How find the value $\beta$ such $\left|\frac{p}{q}-\sqrt{2}\right|<\frac{\beta}{q^2}$
Find all positive real number $\beta$,there are infinitely many relatively prime integers $(p,q)$ such that $$\left|\dfrac{p}{q}-\sqrt{2}\right|<\dfrac{\beta}{q^2}$$
maybe this problem background is Hurwitz's theorem: $$\left|\sqrt{2}-\dfrac{p}{q}\right|<\dfrac{1}{\sqrt{5}q^2}$$
so I guess my problem ? $\beta\ge\dfrac{1}{\sqrt{5}}$
and this problem is Germany National Olympiad 2013 last problem (1), see: http://www.mathematik-olympiaden.de/aufgaben/52/4/A52124b.pdf
Solution 1:
Proof sketch.
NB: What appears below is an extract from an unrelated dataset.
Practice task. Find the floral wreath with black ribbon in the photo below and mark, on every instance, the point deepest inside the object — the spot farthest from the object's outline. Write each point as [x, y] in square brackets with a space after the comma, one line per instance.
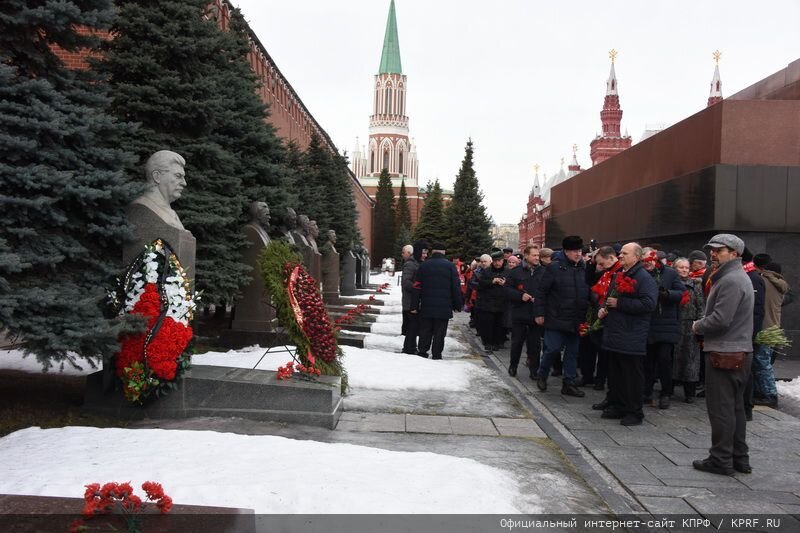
[156, 287]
First write
$$\left|\frac{p}{q}-\sqrt{2}\right| = \frac{|p^2-2q^2|}{q^2\left|\frac{p}{q} + \sqrt{2}\right|}$$
The Pell equation $$p^2 - 2q^2 = 1$$
is known to have infinitely many solutions (should be proven) so
$$\left|\frac{p}{q}-\sqrt{2}\right| = \frac{|p^2-2q^2|}{q^2\left|\frac{p}{q} + \sqrt{2}\right|} = \frac{1}{q^2}\frac{1}{\left|\sqrt{2 + \frac{1}{q^2}} + \sqrt{2}\right|}$$
for infinitely many $p,q$ so all $\beta \geq \frac{1}{\sqrt{8}}$ are possible. Now try to show that it fails for $\beta < \frac{1}{\sqrt{8}}$. Let $p^2 - 2q^2 = k$ then $p/q = \sqrt{2 + k/q^2}$ and by inserting this into the inequality above show that it cannot hold for large enough $q$.
Solution 2:
Hints:
- For all $p,q$ we have $$\left|\left(\frac pq-\sqrt2\right)\left(\frac pq+\sqrt2\right)\right|=\frac{|p^2-2q^2|}{q^2}\ge\frac1{q^2},$$ because $\sqrt2$ is irrational.
- The Pell equations $p^2-2q^2=\pm1$ have infinitely many solutions $(p_n,q_n)$. For example those determined by $$(\sqrt2-1)^n=p_n-q_n\sqrt2.$$
- When $p_n$ and $q_n$ are large, $p_n/q_n\approx\sqrt2$.